Dishcraft: The Journey To Automating Restaurant Kitchens

Dishcraft: The Journey To Automating Restaurant Kitchens


Believe it or not, a lot of restaurants, be they big or small are facing a shortage of dishwashers and it’s not hard to figure out why: it’s really… not the best job out there. In addition to being tedious work that leaves your back and arms extremely sore, it also doesn’t pay very well. 

Even so, the food service industry has seen quite the boom in the past decade: food service jobs have increased by 43% and 1.8 million jobs are expected to be added to that roster in the next 10 years.

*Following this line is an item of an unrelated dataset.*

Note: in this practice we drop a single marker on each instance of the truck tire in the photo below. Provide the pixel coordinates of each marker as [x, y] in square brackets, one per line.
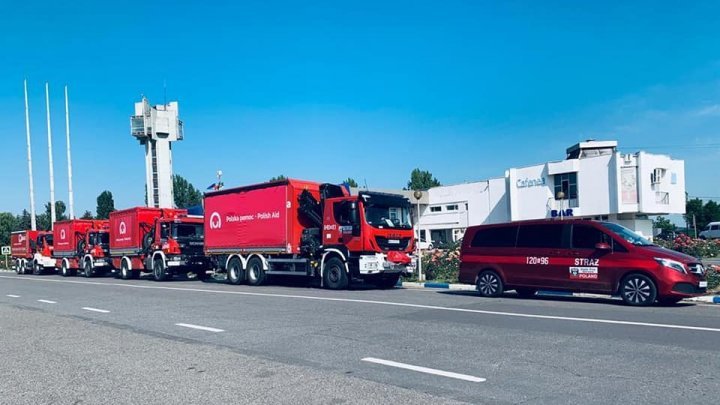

In spite of this growth, there’s not a lot of people lining up to grab dishwasher jobs. While teenagers might fill up their pockets with change working part time washing dishes in small town restaurants, that is not the case with bigger places where the plates stack up sky-high and seem never-ending. 

Now, in an age that reaps the benefits of technology, we have to turn to machines to deal with the labor shortages the humans are not interested in covering. 

That’s why Dishcraft decided to create an AI-powered dishwashing system that can deal with kitchens with a high turnover.  

Dishcraft raised about $25 million to date from investors like Baseline Ventures, First Round Capital, and Lemnos. 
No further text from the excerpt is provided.